It has helpful to understand that the Pharisee in his day thought himself as the one holding Israel to God's laws in the face of the pagan cultures Israel was influenced by. The Pharisee thought he was reforming Judaism back to what it had drifted from- the Mosaic law and all its applications.

One reason the Lord called them on it so frequently was that it betrayed their belief that they could add to it, by virtue of their superior motives. Also, that their hearts were not right inwardly, out of faith and obedience- that's why they often so fiercely denied and rejected the Messiah to whom the Law pointed.

All of those attributes of "legalism" are tendencies we as fallen, prideful human beings can fall into... and must repent of regularly as we grow in Christ.


----------



## Peairtach (Feb 8, 2010)

> Rich, I hope you do not think I was attempting to abolish the Sabbath!! Just wonderin why Christ attacked them most on this day....



We don't necessarily know if Jesus attacked the Pharisees most on this day, because there is much that Jesus did and said that isn't recorded in the Gospels. But presumably the Holy Spirit's choice of material reflects what was most important.

I was trying to point out that one reason why Jesus may have attacked them most on this day was because of the preciousness of God's Day to Him and therefore He viewed it as very important to clear this Day of false teaching which was ruining it.

Also this may be why the Holy Spirit records so many instances of this.
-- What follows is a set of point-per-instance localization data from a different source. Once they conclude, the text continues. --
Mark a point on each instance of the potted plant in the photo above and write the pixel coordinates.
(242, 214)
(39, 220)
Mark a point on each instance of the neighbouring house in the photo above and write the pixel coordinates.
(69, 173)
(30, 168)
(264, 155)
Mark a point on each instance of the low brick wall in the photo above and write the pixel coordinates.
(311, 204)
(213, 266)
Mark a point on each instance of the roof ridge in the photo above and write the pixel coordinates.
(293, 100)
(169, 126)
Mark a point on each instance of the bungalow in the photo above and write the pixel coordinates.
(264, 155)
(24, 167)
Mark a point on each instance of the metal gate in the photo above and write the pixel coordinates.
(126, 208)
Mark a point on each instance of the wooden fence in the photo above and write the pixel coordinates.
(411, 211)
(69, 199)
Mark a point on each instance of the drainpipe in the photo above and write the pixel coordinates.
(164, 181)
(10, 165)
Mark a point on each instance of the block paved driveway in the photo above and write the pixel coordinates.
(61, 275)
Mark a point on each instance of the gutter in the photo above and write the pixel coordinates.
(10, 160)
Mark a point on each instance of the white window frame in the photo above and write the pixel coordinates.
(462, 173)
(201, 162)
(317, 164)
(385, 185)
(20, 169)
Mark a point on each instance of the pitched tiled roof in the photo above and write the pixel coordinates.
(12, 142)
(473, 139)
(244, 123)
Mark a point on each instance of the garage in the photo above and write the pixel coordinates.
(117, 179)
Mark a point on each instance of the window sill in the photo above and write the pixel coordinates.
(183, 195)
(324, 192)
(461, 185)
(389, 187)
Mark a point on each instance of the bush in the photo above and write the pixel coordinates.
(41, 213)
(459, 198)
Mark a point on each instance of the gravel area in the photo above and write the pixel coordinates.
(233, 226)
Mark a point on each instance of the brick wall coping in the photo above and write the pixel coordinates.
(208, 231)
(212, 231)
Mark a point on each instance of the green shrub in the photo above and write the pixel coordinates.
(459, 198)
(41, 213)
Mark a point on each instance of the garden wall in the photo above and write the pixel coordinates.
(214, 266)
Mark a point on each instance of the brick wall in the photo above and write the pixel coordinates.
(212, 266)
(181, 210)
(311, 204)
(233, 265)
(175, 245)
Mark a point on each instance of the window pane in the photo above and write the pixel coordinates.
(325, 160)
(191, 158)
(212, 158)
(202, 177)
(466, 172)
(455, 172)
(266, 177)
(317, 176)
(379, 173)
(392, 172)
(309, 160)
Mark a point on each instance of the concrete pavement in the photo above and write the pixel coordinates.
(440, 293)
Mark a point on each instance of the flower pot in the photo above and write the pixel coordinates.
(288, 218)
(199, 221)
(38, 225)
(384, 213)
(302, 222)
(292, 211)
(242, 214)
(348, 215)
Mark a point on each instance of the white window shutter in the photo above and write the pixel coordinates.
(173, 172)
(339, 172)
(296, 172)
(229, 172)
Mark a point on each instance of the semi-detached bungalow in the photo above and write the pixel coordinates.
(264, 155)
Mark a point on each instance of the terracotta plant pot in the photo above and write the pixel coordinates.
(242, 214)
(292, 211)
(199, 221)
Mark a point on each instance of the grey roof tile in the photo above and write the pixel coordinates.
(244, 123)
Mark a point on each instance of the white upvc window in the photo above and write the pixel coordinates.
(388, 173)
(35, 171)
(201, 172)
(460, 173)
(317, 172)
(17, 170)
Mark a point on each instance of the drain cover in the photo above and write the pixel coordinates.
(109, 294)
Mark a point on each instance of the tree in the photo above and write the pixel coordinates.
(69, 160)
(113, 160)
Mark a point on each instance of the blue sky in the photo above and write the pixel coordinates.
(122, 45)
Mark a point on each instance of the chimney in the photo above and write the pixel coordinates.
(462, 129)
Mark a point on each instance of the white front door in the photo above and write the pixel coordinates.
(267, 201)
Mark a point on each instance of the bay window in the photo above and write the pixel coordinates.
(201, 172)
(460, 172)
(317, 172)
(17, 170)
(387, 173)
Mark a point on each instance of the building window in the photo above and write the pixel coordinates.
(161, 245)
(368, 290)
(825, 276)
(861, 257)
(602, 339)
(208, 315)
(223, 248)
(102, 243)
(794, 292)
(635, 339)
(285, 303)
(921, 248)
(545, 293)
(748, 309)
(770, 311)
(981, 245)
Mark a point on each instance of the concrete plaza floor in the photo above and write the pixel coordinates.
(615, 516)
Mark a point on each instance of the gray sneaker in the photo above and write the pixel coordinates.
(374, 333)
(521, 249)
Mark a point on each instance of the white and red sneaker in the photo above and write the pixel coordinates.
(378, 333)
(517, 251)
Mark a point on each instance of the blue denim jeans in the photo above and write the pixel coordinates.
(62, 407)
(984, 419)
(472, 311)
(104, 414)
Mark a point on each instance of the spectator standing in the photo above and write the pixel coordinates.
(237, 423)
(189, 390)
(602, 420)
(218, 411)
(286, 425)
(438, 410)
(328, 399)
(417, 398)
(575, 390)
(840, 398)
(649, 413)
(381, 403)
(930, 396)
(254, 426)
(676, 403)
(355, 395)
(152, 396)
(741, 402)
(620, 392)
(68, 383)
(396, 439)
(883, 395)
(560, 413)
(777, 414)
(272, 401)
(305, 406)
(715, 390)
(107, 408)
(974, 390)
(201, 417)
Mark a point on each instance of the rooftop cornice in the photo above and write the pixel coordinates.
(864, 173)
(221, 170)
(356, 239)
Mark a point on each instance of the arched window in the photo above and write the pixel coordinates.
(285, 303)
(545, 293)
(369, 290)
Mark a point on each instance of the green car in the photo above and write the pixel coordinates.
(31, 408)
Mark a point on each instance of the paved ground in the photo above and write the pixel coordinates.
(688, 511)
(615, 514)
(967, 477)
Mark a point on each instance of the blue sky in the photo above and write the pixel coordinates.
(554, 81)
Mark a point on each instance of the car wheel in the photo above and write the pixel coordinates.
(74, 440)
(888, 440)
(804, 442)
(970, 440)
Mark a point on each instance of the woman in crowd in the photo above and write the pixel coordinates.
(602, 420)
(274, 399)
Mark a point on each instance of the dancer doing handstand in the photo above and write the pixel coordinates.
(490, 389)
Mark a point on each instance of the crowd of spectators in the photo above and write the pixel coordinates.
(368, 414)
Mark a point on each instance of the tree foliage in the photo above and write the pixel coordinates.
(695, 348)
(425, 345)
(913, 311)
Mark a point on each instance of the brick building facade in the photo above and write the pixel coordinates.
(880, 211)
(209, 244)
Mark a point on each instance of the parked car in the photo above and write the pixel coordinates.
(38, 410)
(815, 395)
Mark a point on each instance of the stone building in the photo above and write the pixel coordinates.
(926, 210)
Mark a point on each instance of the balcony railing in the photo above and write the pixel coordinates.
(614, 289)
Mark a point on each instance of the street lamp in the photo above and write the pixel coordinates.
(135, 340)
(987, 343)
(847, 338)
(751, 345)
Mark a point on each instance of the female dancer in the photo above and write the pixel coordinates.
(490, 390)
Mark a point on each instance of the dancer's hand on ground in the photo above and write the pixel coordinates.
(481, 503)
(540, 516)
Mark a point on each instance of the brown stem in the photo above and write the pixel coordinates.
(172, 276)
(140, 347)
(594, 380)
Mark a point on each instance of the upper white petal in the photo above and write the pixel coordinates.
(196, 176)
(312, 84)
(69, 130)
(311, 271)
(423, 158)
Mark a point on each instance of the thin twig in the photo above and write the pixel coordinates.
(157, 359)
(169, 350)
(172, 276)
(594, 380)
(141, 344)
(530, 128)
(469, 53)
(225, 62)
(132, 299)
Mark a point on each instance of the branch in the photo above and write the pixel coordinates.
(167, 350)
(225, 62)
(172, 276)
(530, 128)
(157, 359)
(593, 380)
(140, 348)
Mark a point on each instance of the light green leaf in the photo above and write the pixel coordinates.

Of course the Pharisees may have been also particularly sensitive to breaches of their additional Mishnah laws (the so-called "Oral Law") regarding this day.


----------



## KMK (Feb 8, 2010)

When did Jesus 'attack' the Pharisees? He often 'stumbled' the Pharisees on the Sabbath by his healings and exorcisms but that is only because the Sabbath, more than other days, is set aside for the purpose of acts of mercy.


----------